Authors: Jilin Hu*, University of West Florida, Zhiyong Hu, University of West Florida, Yaguang Zhou, Chongqing Institute of Surveying and Mapping, MNR
Topics: Geographic Information Science and Systems, Environmental Science, Coastal and Marine
Keywords: spatial point pattern, deep learning, environmental niche modeling, cold-water corals,
Session Type: Poster
Presentation File: No File Uploaded


Marine ecosystems are suffering from climate change, ocean acidification and overfishing. Cold-water coral ecosystems are vulnerable to these threats and slow to recover. In the NOAA coral database for the Gulf of Mexico (GoM), L. pertusa is the dominant species.

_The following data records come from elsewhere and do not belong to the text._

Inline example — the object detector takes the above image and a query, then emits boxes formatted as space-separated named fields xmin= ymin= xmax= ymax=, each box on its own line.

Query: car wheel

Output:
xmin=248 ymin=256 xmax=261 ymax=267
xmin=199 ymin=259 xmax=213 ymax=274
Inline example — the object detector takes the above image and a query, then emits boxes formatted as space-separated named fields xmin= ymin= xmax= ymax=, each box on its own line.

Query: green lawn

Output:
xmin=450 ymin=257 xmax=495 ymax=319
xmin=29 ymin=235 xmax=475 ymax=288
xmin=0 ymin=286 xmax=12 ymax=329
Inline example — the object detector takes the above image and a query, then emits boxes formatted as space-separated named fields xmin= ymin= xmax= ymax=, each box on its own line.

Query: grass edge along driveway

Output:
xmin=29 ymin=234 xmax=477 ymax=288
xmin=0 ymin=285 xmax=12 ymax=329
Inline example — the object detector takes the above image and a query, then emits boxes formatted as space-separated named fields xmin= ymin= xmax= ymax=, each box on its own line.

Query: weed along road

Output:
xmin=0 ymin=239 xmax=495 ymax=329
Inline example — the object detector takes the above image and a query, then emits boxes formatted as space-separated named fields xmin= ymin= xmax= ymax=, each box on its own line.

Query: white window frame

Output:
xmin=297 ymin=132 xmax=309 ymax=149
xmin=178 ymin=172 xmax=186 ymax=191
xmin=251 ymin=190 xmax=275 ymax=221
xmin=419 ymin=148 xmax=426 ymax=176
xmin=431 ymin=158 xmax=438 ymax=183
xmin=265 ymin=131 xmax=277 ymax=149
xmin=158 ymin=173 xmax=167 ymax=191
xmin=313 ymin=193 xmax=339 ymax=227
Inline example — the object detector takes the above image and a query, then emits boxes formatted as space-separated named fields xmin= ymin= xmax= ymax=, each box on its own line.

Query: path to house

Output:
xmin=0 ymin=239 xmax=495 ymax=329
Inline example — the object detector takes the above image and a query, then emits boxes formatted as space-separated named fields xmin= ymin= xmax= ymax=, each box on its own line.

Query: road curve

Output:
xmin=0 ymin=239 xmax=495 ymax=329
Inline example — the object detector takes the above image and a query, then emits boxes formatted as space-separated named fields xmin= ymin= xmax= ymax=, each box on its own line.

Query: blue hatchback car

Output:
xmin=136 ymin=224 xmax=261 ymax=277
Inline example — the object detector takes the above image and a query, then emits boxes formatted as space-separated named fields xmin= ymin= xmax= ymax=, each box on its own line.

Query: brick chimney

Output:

However, the full geographic extent of L. pertusa is far from known.Hence, knowledge of their distribution is critical to assessing impacts from fisheries and environmental change, and is useful for conservation management plans. This study presents environmental niche modeling of L. pertusa in the GoM. First, spatial point pattern analyses were performed to explore the association of observed pattern of L. pertusa with covariates. It was found that the most important presence contributors are substrates superbly dominated by gravels, slope terrain, slope toward east, roughness, and slope degree. Next, an optimal deep neural network model was used to train the presence-absence-covariates data for the whole and the east half of the study area separately. Both models were used to predict probability of presence for the whole region. Threshold values which maximize the sum of sensitivity and specificity were used to classify the probability maps into presence and absence maps. Model performances were assessed using the reserved test data and Area Under Curve (AUCs) of receiver, operating characteristics (ROC) were used to assess the model performances. Finally, this study will also conduct three scenario analyses using the full model to predict the effect of environmental and climate change on the distribution of L. pertusa across the GoM.